However, in the main the RB/FRC equipment I've encountered offshore was generally much better designed and maintained (looked at every day) than on your average deepsea cargo ship. They would indeed launch in 4m seas (and above, at discression), but only for a good reason, otherwise the boats would be in the water almost every day of the week, if only to nip over to the rig for the papers and mail. 
These FRC Coxswains/boatmen, who have no other real responsibilities onboard, have the opportunity to practice daily on what are smaller ships, with a lower freeboard to which they generally return to trip after trip, in many cases for years.
It's not quite the same kettle of fish as on a 115,000dwt, high freeboard slab sided tanker (like the Cormorant) where everyone else has another job to be getting on with and where the crews are continually alternating between ship classes/types and in most cases different designs of RB/FRC.
By and large, the equipment is badly designed and in operation fickle bordering on extremely dangerous (all type approved!), and the crews do not have the time nor opportunity to practice with them as much as they should do.
Until there are major changes to the standard of design, manufacture, maintenance and approval/certification of the equipment and a leap forward in the training of the crews, then rescue boats on most ships are an inherent waste of time and like modern day lifeboats will kill and injure more men than they'll ever save.


----------



## Billieboy

Having seen hand lever operated fire hydrant valves specified, purchased and delivered for Refinery Safety systems, (the valves were supposed to be buried two meters under road level), at a nameless BP site. Nothing surprises me!


----------



## John Campbell

James_C
Wise words indeed from one who knows - I hope you convey them to the MAIB


*Until there are major changes to the standard of design, manufacture, maintenance and approval/certification of the equipment and a leap forward in the training of the crews, then rescue boats on most ships are an inherent waste of time and like modern day lifeboats will kill and injure more men than they'll ever save*.


----------



## Nick Balls

James C , I completely agree with your last. This clearly annoys the heck out of a lot of seagoing people! A clear case of designs being approved by people who have no practical experience of the real requirements.


----------



## Duncan112

Satanic Mechanic said:


> . Did you ever see the E class ones, they had a petrol engine (interesting storage problems right away) .


I was 2/E on a Suezmax Bulk Carrier with a free fall lifeboat and the attendant rescue boat with petrol outboard motor.

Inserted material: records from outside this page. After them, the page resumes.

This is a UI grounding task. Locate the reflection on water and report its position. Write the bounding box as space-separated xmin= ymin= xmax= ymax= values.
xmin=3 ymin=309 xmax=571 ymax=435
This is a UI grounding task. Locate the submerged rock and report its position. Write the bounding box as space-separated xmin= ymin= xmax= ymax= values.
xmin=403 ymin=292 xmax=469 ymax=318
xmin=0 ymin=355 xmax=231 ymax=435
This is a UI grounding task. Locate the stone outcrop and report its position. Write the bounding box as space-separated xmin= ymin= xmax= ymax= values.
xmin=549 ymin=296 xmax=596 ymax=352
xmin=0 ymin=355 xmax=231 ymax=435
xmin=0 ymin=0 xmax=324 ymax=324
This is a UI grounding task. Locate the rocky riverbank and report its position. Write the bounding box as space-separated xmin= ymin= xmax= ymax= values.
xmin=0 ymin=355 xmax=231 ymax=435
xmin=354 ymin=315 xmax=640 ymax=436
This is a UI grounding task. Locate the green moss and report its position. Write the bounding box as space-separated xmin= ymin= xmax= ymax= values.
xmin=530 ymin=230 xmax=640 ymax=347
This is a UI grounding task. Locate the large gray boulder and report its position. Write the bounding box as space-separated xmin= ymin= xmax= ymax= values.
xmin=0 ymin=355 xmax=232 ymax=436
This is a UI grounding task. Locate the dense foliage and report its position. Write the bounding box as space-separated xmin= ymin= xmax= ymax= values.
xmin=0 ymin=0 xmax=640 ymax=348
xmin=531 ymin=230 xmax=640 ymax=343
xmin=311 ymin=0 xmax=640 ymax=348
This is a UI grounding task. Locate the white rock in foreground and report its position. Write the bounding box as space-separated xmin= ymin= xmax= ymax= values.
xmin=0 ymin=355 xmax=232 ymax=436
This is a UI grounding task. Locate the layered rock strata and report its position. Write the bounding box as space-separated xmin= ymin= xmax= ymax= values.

Having had my fill of fast boats ashore I let the ETO and cadets get on with testing it - came back and said that the engine lacked power and smoked badly, got ready to have a look at the engine but thought that I would change the fuel first, the fuel being kept in the paint locker. On entering the paint locker the penny dropped - the ship had stored fuel for the Rescue Boat and Free Fall Lifeboat in Rotterdam, prior to my joining. American outboard engine (Mercury I think) and instruction book advised the use of gasoline, drums of gas oil labelled in Dutch "Gasoilie" drums of petrol (Benzine) untouched.

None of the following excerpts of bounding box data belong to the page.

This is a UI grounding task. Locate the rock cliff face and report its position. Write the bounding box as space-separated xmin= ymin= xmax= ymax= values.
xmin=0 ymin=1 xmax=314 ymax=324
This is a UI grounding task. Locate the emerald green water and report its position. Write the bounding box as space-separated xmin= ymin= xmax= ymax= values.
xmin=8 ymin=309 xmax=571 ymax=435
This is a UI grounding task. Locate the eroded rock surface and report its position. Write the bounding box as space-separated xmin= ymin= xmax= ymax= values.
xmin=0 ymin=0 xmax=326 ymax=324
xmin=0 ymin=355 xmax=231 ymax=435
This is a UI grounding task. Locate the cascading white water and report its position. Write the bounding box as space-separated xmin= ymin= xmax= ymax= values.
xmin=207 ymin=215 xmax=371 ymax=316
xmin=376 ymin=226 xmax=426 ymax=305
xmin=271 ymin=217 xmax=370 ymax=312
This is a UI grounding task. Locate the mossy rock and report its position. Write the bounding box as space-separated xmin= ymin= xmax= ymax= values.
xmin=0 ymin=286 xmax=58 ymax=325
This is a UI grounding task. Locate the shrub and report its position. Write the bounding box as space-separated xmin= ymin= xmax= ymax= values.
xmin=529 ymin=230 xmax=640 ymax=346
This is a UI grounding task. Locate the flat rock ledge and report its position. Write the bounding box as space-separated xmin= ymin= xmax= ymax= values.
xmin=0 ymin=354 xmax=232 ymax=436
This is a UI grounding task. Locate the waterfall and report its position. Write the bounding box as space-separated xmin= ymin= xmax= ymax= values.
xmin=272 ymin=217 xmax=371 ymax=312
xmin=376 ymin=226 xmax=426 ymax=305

Fortunately once the fuel had been changed the boat ran like a dream

Moral of the story - when you have a multinational crew make sure there is no conflict between product identification.


----------



## GRAHAM D

If anyone is interested here is the MCA press release.

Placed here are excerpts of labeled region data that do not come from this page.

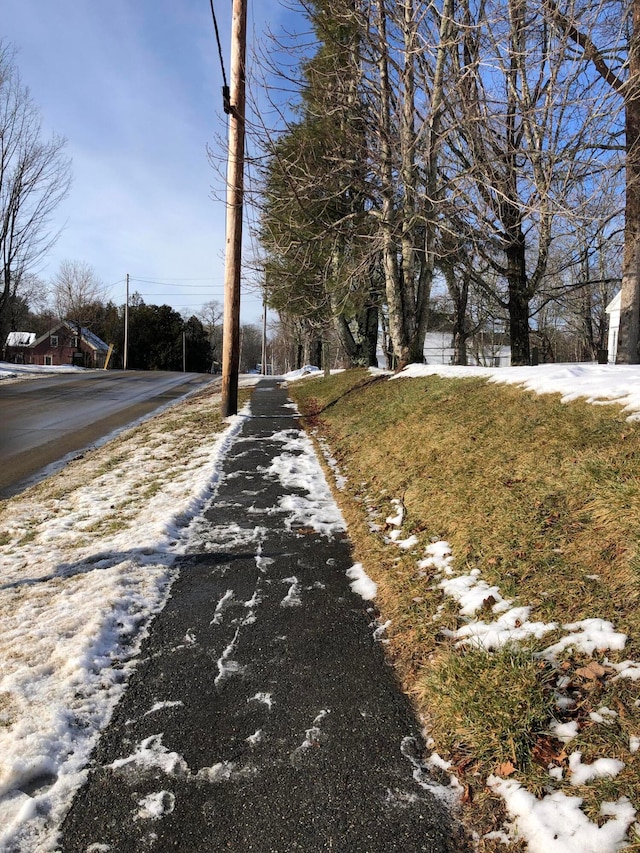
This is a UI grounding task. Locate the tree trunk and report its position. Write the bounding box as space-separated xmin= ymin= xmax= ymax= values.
xmin=509 ymin=278 xmax=531 ymax=367
xmin=616 ymin=63 xmax=640 ymax=364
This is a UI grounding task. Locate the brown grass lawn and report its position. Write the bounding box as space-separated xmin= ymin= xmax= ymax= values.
xmin=290 ymin=371 xmax=640 ymax=850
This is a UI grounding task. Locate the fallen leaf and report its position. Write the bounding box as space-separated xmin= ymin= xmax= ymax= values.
xmin=531 ymin=737 xmax=567 ymax=767
xmin=576 ymin=660 xmax=607 ymax=681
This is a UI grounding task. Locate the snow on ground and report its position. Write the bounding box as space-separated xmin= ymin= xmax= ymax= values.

Maritime & Coastguard Agency


Press Notice No: 286-10
Monday, September 13, 2010
Posted 16:47 GMT

COASTGUARD HELICOPTER RECOVERS SIX AFTER BOAT DRILL INCIDENT

At quarter to twelve this morning, the master of the tanker, British Cormorant were carrying out a drill with their rescue boat when one of the lines snapped injuring three crewmen on the ship and causing the rescue boat to capsize which deposited the six crewmen into the water. 



Six rescued crewmen in the Coastguard rescue helicopter

The Coastguard rescue helicopter from Lee on Solent was scrambled and recovered six crewmen from the water and landed them at Bembridge on the Isle of Wight. The helicopter then recovered a crewman to Queen Alexandra Hospital, Portsmouth with suspected spinal injuries from the ship.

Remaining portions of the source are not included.